Requiem for a Bass Player

Bob Bodley died of cancer on Christmas Day, and the lights at the Blue Wisp will be a little dimmer this weekend. He was a superb musican who passed in his prime, and he was a great gift to us. Bo

Bob Bodley died of cancer on Christmas Day, and the lights at the Blue Wisp will be a little dimmer this weekend. He was a superb musican who passed in his prime, and he was a great gift to us.

Bob demonstrated how to live richly and to honor our own talents as artists and musicians. As his bandmate Phil DeGreg said of him, "He served the music," and that's perhaps the greatest thing you can say about a musician.

I did the following interview with Bob several years ago at the Blue Wisp, when it was still on Garfield Place. He played there for more than 15 years. (Editor's note: A version of this interview ran as Katie's column "Yes, Bob, We Dig" in the issue of Aug. 30, 2001.)

Cal Collins was playing at the Blue Wisp this past weekend. The audience was young and elegant: twentysomethings dressed in black cocktail outfits, mini-skirts and Armani tuxes. Cal was playing well and occasionally stretching his leg and moving it in pure pleasure, like a dog will do when you scratch just the right spot.

When Bob Bodley played a solo, I was momentarily transfixed.
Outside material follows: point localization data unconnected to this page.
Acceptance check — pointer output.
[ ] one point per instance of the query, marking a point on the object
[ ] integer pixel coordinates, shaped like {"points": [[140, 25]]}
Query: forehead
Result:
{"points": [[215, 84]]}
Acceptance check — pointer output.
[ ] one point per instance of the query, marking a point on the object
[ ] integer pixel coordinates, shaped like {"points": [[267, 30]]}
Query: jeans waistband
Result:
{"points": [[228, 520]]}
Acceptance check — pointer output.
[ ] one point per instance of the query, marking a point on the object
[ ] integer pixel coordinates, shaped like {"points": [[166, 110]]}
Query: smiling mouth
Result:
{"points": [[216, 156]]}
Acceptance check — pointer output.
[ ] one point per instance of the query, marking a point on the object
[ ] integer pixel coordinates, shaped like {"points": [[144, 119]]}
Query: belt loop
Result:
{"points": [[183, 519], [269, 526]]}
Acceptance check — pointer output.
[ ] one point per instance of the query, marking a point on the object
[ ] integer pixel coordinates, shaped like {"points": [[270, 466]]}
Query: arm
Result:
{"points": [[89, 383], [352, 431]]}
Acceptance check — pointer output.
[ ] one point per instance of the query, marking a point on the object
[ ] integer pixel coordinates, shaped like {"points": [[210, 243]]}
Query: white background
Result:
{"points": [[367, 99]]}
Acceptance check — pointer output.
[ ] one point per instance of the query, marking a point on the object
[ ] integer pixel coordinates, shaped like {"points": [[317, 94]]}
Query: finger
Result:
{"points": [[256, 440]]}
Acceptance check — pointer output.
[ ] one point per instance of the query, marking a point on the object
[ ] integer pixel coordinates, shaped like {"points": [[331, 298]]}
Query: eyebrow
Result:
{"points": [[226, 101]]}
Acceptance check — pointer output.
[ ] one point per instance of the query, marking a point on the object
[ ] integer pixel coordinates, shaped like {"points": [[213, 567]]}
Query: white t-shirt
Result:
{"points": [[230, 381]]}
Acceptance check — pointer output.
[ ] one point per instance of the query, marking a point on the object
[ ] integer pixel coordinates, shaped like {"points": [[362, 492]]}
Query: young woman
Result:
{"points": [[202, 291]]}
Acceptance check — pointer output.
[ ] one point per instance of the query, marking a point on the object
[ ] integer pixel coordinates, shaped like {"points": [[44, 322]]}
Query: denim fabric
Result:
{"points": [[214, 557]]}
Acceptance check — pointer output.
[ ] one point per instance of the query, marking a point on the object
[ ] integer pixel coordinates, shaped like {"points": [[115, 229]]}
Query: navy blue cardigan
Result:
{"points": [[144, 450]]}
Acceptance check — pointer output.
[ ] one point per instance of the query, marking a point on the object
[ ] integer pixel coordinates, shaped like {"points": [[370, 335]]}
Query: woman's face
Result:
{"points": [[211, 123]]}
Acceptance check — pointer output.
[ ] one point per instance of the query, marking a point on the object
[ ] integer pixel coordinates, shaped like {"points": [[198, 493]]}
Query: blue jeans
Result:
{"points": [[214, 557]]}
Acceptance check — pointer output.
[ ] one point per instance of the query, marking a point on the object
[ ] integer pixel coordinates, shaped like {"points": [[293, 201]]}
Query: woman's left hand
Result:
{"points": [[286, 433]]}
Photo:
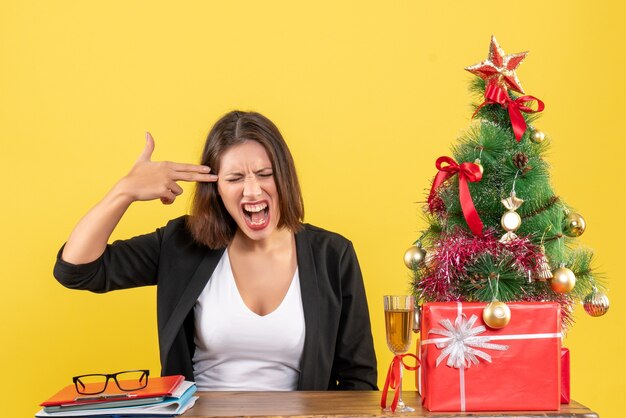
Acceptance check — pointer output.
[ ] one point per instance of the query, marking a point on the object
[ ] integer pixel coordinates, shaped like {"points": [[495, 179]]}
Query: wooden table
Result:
{"points": [[338, 404]]}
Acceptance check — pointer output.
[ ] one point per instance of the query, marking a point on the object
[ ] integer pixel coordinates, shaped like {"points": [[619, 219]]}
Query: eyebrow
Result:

It quieted my mind, and I was able to listen to the foundation of notes he laid down, followed by deep, silent spaces. Years ago, when I first sang on that stage with this trio, I could have sworn I felt electricity coming from Bob to the piano player and the drummer. "The bass is the earth," he said when I asked him about it.

Bob was the first player most musicians called to do a job. He'd started out as a youngster playing with Ed Moss, then moved to New York, where he played with some of the seminal figures. He moved back home in 1990, and the transition was "cool," he said. "Nothing much had changed."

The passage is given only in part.